July 21, 2013

You Both Already Are and Never Will Be....

I love paradoxes.

I love the momentary confusion of seeing two apparently contradictory statements. The pause in daily life as your eyes narrow at the sentence and you wonder, "how can that be?" Take, for instance, this sentence:

You both already are and never will be a Neo-Aristocrat.

By our rules of grammar, this sentence is nonsensical. How can someone both be and never be something? This violates our sense of time, of being, of reality. Yet, these senses of ourselves exist only in language and the paradox exploits the limitations of our understanding.

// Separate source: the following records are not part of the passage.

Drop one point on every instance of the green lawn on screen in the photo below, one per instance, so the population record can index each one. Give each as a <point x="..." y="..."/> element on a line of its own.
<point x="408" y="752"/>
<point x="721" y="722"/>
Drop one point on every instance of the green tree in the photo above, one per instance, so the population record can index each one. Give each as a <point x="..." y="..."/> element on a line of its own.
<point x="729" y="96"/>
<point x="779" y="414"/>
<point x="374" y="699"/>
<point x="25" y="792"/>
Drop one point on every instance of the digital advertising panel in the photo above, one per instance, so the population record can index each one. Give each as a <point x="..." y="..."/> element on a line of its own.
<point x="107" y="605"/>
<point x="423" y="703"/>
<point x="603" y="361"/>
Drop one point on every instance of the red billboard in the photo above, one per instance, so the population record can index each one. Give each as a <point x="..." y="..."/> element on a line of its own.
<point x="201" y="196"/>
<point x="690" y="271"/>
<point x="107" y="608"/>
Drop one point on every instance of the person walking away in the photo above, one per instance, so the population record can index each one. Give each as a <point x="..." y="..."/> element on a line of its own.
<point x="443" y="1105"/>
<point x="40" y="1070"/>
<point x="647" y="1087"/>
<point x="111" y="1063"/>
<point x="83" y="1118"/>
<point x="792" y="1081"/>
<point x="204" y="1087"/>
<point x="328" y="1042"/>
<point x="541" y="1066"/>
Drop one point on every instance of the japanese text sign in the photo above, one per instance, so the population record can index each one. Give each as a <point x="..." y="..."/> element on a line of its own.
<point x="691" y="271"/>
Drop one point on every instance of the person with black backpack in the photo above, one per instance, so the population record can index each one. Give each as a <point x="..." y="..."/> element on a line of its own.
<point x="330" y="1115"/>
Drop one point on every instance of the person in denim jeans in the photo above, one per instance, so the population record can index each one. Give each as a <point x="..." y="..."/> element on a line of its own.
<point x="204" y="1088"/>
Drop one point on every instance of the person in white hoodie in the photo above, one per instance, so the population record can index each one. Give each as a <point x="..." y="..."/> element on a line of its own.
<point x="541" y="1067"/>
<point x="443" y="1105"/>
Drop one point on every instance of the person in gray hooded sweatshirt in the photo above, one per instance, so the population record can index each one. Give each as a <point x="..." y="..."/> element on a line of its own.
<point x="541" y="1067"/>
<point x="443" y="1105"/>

I love paradoxes most for this reason.  Not only do they lead us to a deeper understanding of the world when we resolve them, but they also remind us of the limitations of our language. And that is a trap we all fall into too often.

What is meant by the above paradox?

Neo-Aristocracy is not a set point, it is a process. It isn't a state of being, but a way of being. It is the ideal that is always out of reach, but in the process of striving anyways, we reach it. We live in a world of cycles upon cycles upon cycles. Things are always, constantly changing around us and we must continue to adapt to them. There will always be new things to learn, new revelations to have, new bests to achieve. You will never reach the form of the Neo-Aristocrat, but reaching the goal is less important than the reaching itself.

Focusing on the process is not as comforting as being able to fulfill a list of requirements necessary to reach the perfect state. There is a great deal of assurance that comes from the idea that you have arrived, no longer have to strive, can bask in your completion. But that is not how reality work. What Neo-Aristocratism lacks in comfort it makes up for in freedom and reality.

Do you have any paradoxes in your life?